Neben bereits genannten Wirkungen von moralischem Verhalten wie Selbstlosigkeit und Stolz sowie die Wirkungen bei unmoralischem Verhalten, Schuld und Bestrafung, ist das Spektrum möglicher Wirkungen von (un)moralischem Verhalten deutlich größer. Werden Menschen ständig mit moralischem Stress konfrontiert, (z.B. ständige Veränderung und damit einhergehende Unsicherheit) kann dies zu Burn-Out, Angstzuständen und einem Mangel an Kreativität führen [39]. Da besonders Menschen mit einer hohen Ausprägung an Neurotizismus eine starke Abneigung gegen Unsicherheit empfinden [40] [41], lässt sich annehmen, dass diese Personen besonders von den zuvor genannten Folgen betroffen sein könnten. Die Wahrscheinlichkeit für unmoralisches Verhalten in Unternehmen kann sich steigern, wenn beobachtet wird, dass dieses unbestraft bleibt. Dies führt dazu, dass Werte und Normen des Unternehmens für die persönliche Bereicherung (Geld, Status) außer Acht gelassen werden (Nutzen höher als Kosten).

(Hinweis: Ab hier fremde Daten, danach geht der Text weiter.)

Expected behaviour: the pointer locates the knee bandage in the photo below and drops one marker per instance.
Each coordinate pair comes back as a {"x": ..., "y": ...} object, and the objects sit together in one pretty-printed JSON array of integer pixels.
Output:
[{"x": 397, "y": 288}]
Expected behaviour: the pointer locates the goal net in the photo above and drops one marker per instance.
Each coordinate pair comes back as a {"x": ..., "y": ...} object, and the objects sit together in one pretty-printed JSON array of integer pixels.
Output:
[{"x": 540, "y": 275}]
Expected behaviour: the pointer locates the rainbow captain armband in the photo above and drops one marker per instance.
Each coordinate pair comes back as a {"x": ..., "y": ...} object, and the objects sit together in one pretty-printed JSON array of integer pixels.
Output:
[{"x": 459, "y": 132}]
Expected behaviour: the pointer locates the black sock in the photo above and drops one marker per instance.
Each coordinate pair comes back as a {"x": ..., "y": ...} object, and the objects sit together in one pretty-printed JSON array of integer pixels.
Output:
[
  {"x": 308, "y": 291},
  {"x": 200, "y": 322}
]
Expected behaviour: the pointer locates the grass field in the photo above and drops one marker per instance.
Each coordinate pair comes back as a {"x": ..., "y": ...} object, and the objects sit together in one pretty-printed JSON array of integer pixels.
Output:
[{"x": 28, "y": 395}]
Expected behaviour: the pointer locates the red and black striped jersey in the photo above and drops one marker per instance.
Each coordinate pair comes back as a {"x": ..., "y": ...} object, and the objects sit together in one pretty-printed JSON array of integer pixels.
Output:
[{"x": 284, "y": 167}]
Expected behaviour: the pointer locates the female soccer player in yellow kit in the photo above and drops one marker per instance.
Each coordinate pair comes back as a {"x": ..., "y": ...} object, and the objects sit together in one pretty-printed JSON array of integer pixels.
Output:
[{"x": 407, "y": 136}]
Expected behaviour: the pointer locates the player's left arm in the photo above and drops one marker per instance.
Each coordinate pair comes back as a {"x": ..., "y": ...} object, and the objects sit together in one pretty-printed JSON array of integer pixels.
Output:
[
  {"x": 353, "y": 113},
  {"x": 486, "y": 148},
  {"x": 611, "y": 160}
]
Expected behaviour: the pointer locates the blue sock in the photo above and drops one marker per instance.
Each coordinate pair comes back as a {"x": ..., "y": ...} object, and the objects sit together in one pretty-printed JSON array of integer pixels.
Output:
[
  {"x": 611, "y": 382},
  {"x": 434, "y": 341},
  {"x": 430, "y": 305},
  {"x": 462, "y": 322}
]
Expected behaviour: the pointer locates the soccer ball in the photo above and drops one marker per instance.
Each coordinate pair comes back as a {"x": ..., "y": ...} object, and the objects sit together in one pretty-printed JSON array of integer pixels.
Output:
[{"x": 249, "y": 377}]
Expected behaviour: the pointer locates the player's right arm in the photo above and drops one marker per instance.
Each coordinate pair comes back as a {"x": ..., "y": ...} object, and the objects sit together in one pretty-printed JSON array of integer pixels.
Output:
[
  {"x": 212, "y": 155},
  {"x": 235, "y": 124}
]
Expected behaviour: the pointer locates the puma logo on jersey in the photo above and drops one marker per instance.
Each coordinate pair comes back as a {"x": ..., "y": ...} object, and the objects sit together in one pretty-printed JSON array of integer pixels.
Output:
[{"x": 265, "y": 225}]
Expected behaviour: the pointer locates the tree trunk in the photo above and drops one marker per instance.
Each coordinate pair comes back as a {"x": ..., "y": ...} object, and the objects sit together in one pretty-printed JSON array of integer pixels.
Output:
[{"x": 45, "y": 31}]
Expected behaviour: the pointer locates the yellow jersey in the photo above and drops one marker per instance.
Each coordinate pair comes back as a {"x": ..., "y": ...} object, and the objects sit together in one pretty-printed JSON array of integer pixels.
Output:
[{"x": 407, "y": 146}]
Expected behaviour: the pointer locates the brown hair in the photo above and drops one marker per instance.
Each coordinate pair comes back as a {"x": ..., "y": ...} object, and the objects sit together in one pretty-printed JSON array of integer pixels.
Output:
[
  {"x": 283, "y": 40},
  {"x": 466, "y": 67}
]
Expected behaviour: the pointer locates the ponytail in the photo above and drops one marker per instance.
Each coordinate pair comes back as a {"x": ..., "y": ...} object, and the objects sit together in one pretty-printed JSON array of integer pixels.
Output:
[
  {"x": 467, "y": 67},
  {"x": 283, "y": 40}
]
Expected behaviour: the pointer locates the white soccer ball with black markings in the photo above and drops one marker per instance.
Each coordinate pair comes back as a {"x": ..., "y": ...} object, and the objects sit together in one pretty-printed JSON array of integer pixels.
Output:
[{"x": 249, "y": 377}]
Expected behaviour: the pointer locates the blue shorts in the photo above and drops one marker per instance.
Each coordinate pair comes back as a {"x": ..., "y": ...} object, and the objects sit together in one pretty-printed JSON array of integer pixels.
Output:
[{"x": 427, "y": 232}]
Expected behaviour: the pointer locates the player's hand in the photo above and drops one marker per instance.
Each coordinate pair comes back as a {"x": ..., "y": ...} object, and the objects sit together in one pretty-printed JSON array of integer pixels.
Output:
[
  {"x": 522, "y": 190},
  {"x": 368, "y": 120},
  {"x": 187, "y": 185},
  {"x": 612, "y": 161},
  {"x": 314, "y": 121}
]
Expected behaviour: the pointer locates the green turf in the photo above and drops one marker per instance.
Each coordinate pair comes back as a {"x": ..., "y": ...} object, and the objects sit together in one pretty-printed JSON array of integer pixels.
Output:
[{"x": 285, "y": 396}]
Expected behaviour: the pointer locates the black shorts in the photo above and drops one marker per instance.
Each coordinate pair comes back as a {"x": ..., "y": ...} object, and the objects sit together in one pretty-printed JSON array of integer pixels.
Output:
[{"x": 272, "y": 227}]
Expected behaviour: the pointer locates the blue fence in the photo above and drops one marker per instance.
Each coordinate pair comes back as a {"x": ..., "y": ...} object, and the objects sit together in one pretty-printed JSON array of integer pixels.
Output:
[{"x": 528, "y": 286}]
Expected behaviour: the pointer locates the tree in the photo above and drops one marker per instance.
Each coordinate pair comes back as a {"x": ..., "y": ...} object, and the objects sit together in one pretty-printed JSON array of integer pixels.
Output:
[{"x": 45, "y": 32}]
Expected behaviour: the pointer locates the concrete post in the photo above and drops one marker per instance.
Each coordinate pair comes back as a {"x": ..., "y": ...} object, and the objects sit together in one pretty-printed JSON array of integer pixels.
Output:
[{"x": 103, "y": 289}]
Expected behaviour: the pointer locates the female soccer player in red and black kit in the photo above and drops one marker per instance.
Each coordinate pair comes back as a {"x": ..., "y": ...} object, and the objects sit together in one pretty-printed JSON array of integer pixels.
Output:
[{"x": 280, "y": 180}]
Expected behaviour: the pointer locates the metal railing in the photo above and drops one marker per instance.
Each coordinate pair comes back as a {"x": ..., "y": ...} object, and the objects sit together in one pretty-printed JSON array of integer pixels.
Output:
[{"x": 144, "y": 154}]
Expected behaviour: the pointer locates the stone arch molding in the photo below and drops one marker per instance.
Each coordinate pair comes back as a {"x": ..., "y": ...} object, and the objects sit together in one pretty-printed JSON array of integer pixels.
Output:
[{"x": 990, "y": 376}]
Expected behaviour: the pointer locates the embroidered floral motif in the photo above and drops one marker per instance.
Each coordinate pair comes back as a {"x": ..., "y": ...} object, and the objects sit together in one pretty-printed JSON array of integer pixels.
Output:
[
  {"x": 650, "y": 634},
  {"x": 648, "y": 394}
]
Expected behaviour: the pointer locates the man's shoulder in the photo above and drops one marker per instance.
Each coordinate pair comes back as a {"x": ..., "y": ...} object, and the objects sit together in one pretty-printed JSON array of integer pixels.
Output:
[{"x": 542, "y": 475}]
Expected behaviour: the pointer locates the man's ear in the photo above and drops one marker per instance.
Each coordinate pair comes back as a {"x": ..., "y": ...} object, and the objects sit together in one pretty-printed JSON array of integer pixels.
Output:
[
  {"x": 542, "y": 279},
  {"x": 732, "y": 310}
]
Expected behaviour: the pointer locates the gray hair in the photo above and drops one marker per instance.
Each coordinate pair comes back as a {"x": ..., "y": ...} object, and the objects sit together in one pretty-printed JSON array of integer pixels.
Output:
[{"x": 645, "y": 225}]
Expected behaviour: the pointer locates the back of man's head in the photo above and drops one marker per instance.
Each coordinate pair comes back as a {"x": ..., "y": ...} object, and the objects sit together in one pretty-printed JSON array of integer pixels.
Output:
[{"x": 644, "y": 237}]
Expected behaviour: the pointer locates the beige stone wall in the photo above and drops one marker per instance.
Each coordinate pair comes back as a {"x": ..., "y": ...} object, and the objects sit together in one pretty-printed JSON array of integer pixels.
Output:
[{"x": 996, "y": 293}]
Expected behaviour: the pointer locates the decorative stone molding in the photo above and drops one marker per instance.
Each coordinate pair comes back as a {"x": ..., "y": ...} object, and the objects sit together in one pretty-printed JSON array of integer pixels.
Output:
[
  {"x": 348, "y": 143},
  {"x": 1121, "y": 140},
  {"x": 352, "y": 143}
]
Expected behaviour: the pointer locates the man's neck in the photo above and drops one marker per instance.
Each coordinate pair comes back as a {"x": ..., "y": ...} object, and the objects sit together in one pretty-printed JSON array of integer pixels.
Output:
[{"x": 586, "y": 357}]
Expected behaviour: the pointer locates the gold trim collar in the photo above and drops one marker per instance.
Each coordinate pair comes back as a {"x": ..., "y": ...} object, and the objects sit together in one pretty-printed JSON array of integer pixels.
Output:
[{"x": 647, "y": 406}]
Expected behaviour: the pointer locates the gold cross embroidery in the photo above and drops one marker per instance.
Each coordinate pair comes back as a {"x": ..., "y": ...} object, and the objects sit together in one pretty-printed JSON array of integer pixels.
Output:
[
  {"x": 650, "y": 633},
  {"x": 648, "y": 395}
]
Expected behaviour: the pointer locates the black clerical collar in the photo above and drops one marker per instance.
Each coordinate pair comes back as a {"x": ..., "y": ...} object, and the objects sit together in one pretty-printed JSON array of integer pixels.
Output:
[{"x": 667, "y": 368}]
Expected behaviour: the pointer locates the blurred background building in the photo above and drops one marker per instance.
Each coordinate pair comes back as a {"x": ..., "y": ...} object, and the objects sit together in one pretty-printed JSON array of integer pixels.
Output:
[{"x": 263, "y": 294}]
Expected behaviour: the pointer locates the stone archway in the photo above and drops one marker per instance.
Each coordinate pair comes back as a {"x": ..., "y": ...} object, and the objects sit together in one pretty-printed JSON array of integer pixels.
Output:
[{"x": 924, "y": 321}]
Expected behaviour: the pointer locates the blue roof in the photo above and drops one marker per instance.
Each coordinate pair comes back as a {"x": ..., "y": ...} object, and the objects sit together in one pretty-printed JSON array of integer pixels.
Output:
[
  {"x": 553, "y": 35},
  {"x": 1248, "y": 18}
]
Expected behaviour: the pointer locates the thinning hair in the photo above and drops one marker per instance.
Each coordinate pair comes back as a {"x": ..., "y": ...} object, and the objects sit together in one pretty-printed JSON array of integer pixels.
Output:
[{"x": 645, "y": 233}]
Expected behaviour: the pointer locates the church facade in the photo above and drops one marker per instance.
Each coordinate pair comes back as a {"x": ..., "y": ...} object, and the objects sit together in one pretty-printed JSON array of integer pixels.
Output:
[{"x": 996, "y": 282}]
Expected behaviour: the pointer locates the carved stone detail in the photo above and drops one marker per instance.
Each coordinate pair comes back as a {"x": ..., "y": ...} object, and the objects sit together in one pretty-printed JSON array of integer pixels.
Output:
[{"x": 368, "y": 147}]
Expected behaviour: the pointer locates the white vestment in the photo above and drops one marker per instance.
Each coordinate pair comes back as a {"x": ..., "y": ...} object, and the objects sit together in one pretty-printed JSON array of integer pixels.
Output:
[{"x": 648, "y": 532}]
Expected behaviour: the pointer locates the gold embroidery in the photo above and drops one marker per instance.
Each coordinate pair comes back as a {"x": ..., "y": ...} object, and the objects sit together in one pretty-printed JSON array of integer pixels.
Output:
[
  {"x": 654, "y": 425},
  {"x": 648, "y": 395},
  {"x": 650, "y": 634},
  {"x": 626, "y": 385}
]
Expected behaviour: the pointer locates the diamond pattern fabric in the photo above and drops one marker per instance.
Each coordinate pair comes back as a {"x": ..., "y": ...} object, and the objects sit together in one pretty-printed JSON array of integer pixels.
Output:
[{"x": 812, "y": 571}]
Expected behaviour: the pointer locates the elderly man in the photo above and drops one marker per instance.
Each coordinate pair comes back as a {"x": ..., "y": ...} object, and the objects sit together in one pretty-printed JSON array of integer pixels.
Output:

Achtet ein Unternehmen jedoch auf die Einhaltung ethischer Prinzipien und vermindert Unsicherheiten durch offene Kommunikation, Transparenz und Einbeziehung der Beteiligten, kann dies zu Vertrauen, Zuversicht, Kooperation und Engagement der Mitarbeiter führen [42]. Darüber hinaus kann moralisches Handeln den Erfolg eines Unternehmens bestimmen. Gesellschaftliche Akteure überprüfen das Handeln einer Organisation nämlich daraufhin, ob es mit bestehenden Werten und Normen vereinbar ist [43] [44] [45]. Ist dies nicht der Fall, wird verwerflichen Institutionen die Unterstützung versagt (bspw. Greenwashing). Durch Narrative können jedoch unmoralische Handlungen eines Unternehmens gezielt in den Hintergrund bzw. positive Narrative in den Vordergrund gerückt werden (s. nachfolgend Narrative Theory), wodurch Unternehmen trotz unmoralischer Handlungen die Unterstützung weiter gewährleistet wird (bspw. VW Abgasskandal).

Theorie

Theoretische Erklärungsansätze

Narrative Theory

Grundzüge der Narrative Theory können bis zu Aristoteles’ philosophischen Schriften zurückverfolgt werden. Der Beginn moderner Auseinandersetzungen mit der Narrative Theory wird jedoch dem russischen Formalismus, insbesondere dem Autor Vladimir Propp (1928) zugesprochen. Hierunter fällt unter anderem die Beschäftigung mit moralischer Unsicherheit im philosophischen Forschungsfeld. Moralische Unsicherheit wird als ein von Menschen unangenehm empfundener Zustand verstanden. Dieses Empfinden beruht darauf, dass Menschen das konträre Bedürfnis besitzen, die eigenen Handlungen moralisch bewerten zu wollen. Der Narrative Theory zufolge können Handlungen nur dann moralisch bewertet werden, wenn es eine Norm für eine solche Bewertung gibt. Diese Norm entwickelt sich aus Narrativen. Narrative sind berichtete Erfahrungen menschlichen Tuns. Jene Erfahrungen, die wiederholt erzählt und als Vergleich eigener Handlungen herangezogen werden, bewähren sich als moralischer Vergleichsmaßstab von Handlungen und formen ein Narrativ. Dieses Narrativ beurteilt fortan welche Handlungen moralisch oder unmoralisch einzuordnen sind. Im weiteren Sinne wird der Entwicklung von Narrativen eine Bestimmbarkeit zugeschrieben. Im organisatorischen und politischen Kontext wird Leitfiguren ein Spielraum eingeräumt gewisse Narrative gezielt in den Vordergrund zu heben. Hierdurch kann die Legitimierung eigener Handlungen beeinflusst werden und andersrum können fremde Handlungen als unmoralisch dargestellt werden [46]. Beispielsweise musste das Unternehmen V-Tech aufgrund uneffizient Unternehmensführung (über die Verhältnisse geführt, aufgrund exzessiver irrelevanter Ausgaben) Downsizing betreiben. Die Unternehmensführung initiierte daraufhin das Narrativ ‘If I should fall from grace’ und drückte somit die Notwendigkeit des Downsizing als gerechte Strafe Gottes aus. Gegen dieses Narrativ war es den Mitgliedern des Unternehmens unmöglich die Ursache für das Downsizing moralisch zu bewerten. Allein die Art und Weise wie das Downsizing sich vollzog wurde moralisch unter die Lupe genommen. Somit grenzte das Unternehmen die moralische Aufmerksamkeit von der uneffizienten Unternehmensführung ab und konnte sich einer unmoralischen Betitelung entziehen.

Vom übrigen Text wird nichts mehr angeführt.